Capítulo 6 – Em que começa o inferno

O que você está fazendo aqui? — perguntou Jared. Atrás dele, Simon e Mallory exclamaram juntos:
— Papai!
O cabelo preto do pai deles parecia um pouco desarrumado e a camisa tinha uma ponta para fora da calça, mas era definitivamente seu pai.
Os olhos do pai se arregalaram.
— Jared! Simon! Mallory! Graças a Deus vocês estão bem!
Jared franziu a testa. Havia algo de errado com seu pai. Ele olhou ao redor da sala outra vez. Do lado de fora do balcão avistou os goblins marchando no escuro, segurando tochas. O que será que estava acontecendo?
— Rápido — disse Mallory. — Precisamos andar logo. Jared, solte a mamãe, eu cuido do papai.
Jared inclinou-se e tocou a face pálida da mãe. Ela estava fria e úmida. Seus óculos já eram.

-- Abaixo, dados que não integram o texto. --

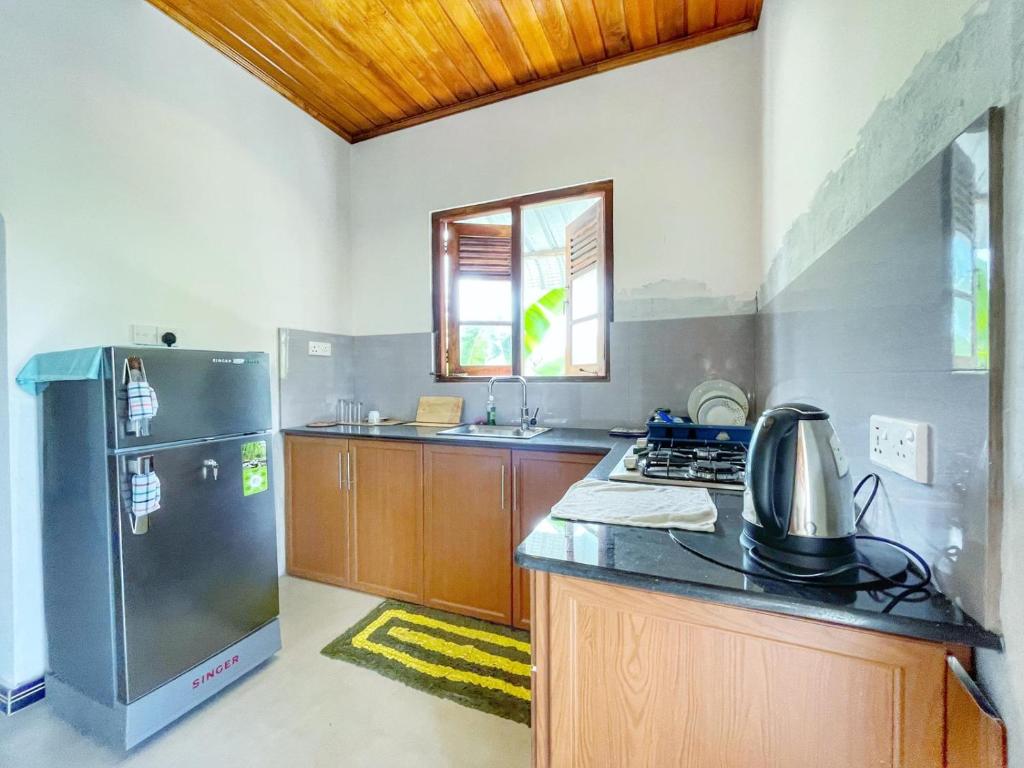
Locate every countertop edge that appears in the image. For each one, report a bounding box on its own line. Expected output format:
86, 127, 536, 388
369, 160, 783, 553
278, 424, 622, 456
515, 550, 1004, 651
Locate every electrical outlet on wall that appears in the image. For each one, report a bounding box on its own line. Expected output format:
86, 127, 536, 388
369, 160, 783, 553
868, 416, 932, 482
131, 326, 160, 346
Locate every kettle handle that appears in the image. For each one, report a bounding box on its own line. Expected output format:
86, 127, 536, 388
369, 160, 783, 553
750, 409, 800, 539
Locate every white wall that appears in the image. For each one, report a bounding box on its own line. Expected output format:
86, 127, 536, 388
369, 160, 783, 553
0, 0, 350, 685
758, 0, 977, 268
352, 35, 760, 334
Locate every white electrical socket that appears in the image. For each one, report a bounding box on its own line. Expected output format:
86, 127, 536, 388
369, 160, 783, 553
131, 326, 160, 346
868, 416, 932, 482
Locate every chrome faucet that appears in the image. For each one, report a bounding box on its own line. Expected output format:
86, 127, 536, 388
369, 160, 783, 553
487, 376, 531, 432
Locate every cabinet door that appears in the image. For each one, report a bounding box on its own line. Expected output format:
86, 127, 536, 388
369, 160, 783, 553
349, 440, 423, 602
285, 435, 348, 586
512, 451, 601, 629
423, 445, 512, 624
532, 571, 946, 768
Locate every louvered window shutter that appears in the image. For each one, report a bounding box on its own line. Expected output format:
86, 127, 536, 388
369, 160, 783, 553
565, 203, 607, 376
449, 224, 512, 278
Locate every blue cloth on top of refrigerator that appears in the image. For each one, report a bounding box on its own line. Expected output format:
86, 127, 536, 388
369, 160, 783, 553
15, 347, 103, 394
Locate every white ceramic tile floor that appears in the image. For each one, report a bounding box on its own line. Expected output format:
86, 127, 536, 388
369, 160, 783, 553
0, 577, 529, 768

— Mamãe está inconsciente — disse ele.
— Ela está respirando? — perguntou Mallory, parando.
Jared colocou a mão sobre os lábios e sentiu o calor de seu hálito.
— Ela está bem. Ela está viva.
— Pai, você viu Mulgarath? — perguntou Simon. — O ogro?
— Houve uma confusão do lado de fora — disse o sr. Grace. — Depois disso, não vi mais nada.
Mallory puxou a roldana e abaixou as mãos do pai. 
— Como foi que eles encontraram você, lá na Califórnia, e o trouxeram?
O pai balançou a cabeça, cansado.
— Sua mãe telefonou para dizer que estava muito preocupada, vocês três estavam esquisitos e depois sumiram. Eu vim assim que pude, mas os monstros já estavam na casa. Foi horrível. Primeiro, eu não conseguia acreditar que aquilo estivesse acontecendo. E eles ficavam falando de um livro. Que livro é esse?
— Do nosso tio Artur... — começou a dizer Jared.
— Quer dizer, o tio-avô da mamãe, nosso tataratio — disse Mallory enquanto desatava os nós.
— Certo. Bem, ele era interessado em seres fantásticos.
Jared soltou sua mãe enquanto falava, mas mesmo livre das amarras ela não se movia. Jared acariciou-lhe os cabelos, desejando que ela abrisse os olhos.
— O irmão dele levou uma surra de um troll — acrescentou Simon.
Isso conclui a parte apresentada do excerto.